United States District Court, E.D. California

December 2, 2014

WILLIAM H. GARRISON, II, Plaintiff,
v.
MARGARET MIMS, et al., Defendants

William H. Garrison, Plaintiff, Pro se, FRESNO, CA.

ORDER DISMISSING COMPLAINT WITH LEAVE TO AMEND

Dennis L. Beck, UNITED STATES MAGISTRATE JUDGE.

THIRTY-DAY DEADLINE

Plaintiff William H. Garrison, II, (" Plaintiff") is a prisoner proceeding pro se and in forma pauperis in this civil action pursuant to 42 U.S.C. § 1983. Plaintiff filed this action on December 27, 2013.[1] He names Margaret Mims as Defendant.

A. SCREENING REQUIREMENT

The Court is required to screen complaints brought by prisoners seeking relief against a governmental entity or officer or employee of a governmental entity. 28 U.S.C. § 1915A(a). The Court must dismiss a complaint or portion thereof if the prisoner has raised claims that are legally " frivolous or malicious, " that fail to state a claim upon which relief may be granted, or that seek monetary relief from a defendant who is immune from such relief. 28 U.S.C. § 1915A(b)(1), (2). " Notwithstanding any filing fee, or any portion thereof, that may have been paid, the court shall dismiss the case at any time if the court determines that . . . the action or appeal . . . fails to state a claim upon which relief may be granted." 28 U.S.C. § 1915(e)(2)(B)(ii).
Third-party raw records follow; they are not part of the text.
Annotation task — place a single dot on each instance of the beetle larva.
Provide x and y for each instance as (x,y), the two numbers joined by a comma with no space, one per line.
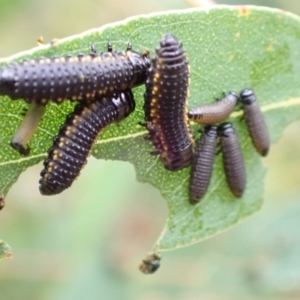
(233,161)
(150,264)
(255,122)
(76,137)
(27,128)
(214,112)
(202,164)
(166,102)
(74,77)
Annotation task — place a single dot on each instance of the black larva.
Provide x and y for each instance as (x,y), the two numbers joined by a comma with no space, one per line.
(166,102)
(255,122)
(76,137)
(150,264)
(74,77)
(214,112)
(202,164)
(233,161)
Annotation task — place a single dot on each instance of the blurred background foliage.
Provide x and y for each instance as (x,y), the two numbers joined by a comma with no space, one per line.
(88,242)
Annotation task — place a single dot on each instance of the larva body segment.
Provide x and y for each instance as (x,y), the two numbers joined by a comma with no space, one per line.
(74,77)
(255,122)
(202,164)
(214,112)
(76,137)
(166,104)
(233,161)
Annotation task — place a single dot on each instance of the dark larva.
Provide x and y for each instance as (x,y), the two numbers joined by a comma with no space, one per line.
(166,102)
(27,128)
(202,164)
(255,122)
(74,77)
(233,161)
(76,137)
(214,112)
(150,264)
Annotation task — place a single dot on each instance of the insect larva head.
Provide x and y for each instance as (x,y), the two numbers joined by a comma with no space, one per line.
(247,96)
(150,264)
(226,129)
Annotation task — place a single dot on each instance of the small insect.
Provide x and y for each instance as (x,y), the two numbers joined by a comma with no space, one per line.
(202,164)
(233,161)
(27,128)
(76,137)
(255,122)
(74,77)
(214,112)
(166,105)
(150,264)
(2,201)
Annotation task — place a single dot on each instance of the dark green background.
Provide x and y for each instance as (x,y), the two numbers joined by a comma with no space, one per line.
(87,242)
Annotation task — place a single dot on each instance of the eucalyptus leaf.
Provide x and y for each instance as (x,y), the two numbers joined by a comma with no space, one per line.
(229,48)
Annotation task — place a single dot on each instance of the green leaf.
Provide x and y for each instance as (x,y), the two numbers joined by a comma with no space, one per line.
(229,48)
(5,250)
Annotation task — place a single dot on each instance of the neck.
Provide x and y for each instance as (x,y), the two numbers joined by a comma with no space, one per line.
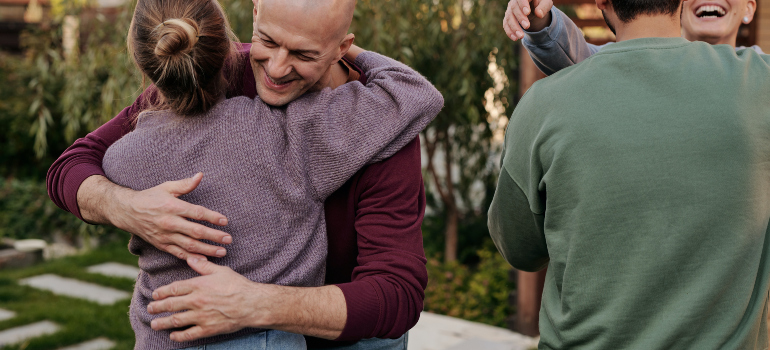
(339,76)
(656,26)
(334,77)
(729,40)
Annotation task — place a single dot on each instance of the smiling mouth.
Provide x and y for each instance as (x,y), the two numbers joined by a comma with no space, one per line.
(278,83)
(710,11)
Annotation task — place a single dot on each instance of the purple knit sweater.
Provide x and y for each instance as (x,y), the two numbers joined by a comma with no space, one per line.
(268,170)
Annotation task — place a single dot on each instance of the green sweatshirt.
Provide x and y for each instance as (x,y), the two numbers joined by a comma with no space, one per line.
(641,178)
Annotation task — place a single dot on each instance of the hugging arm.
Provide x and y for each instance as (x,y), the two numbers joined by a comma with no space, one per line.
(77,183)
(386,295)
(357,124)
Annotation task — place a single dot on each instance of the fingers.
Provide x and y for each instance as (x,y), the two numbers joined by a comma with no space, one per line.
(197,231)
(184,186)
(520,12)
(176,289)
(202,266)
(174,321)
(179,252)
(191,334)
(543,8)
(511,24)
(193,246)
(197,212)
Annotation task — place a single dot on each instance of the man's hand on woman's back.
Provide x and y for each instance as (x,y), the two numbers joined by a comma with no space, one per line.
(156,215)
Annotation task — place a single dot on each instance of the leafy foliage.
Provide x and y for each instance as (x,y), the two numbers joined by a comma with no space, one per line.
(26,212)
(452,43)
(477,294)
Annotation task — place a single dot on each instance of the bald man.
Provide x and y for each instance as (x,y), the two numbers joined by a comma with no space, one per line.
(376,272)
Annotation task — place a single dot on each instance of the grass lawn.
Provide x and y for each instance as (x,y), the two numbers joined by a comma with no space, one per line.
(80,320)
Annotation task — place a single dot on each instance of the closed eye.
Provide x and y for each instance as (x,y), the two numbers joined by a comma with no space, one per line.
(268,43)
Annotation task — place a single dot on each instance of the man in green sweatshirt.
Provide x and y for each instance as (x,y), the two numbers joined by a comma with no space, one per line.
(641,178)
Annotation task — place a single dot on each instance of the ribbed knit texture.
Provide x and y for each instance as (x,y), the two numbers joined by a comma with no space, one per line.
(268,170)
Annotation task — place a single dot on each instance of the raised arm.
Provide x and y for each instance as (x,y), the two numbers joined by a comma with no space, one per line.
(554,42)
(345,128)
(559,45)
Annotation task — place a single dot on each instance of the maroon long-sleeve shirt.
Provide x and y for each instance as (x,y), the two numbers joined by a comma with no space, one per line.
(375,255)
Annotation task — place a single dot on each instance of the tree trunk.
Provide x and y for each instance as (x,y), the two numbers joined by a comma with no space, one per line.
(450,203)
(445,188)
(450,248)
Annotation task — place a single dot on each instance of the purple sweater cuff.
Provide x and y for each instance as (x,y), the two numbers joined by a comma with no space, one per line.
(364,307)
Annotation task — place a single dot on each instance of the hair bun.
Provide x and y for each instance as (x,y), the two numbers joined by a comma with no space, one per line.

A complaint must contain " a short and plain statement of the claim showing that the pleader is entitled to relief . . . ." Fed.R.Civ.P. 8(a)(2). Detailed factual allegations are not required, but " [t]hreadbare recitals of the elements of a cause of action, supported by mere conclusory statements, do not suffice." Ashcroft v. Iqbal, 556 U.S. 662, 129 S.Ct. 1937, 1949, 173 L.Ed.2d 868 (2009) (citing Bell A. Corp. v. Twombly, 550 U.S. 544, 555, 127 S.Ct. 1955, 167 L.Ed.2d 929 (2007)). Plaintiff must set forth " sufficient factual matter, accepted as true, to 'state a claim that is plausible on its face.'" Id. (quoting Twombly, 550 U.S. at 555). While factual allegations are accepted as true, legal conclusions are not. Id.

Section 1983 provides a cause of action for the violation of Plaintiff's constitutional or other federal rights by persons acting under color of state law. Nurre v. Whitehead, 580 F.3d 1087, 1092 (9th Cir 2009); Long v. County of Los Angeles, 442 F.3d 1178, 1185 (9th Cir. 2006); Jones v. Williams, 297 F.3d 930, 934 (9th Cir. 2002). Plaintiff's allegations must link the actions or omissions of each named defendant to a violation of his rights; there is no respondeat superior liability under section 1983. Iqbal, 556 U.S. at 676-77; Simmons v. Navajo County, Ariz., 609 F.3d 1011, 1020-21 (9th Cir. 2010); Ewing v. City of Stockton, 588 F.3d 1218, 1235 (9th Cir. 2009); Jones, 297 F.3d at 934. Plaintiff must present factual allegations sufficient to state a plausible claim for relief. Iqbal, 556 U.S. at 678-79; Moss v. U.S. Secret Service, 572 F.3d 962, 969 (9th Cir. 2009). The mere possibility of misconduct falls short of meeting this plausibility standard. Iqbal, 556 U.S. at 678; Moss, 572 F.3d at 969.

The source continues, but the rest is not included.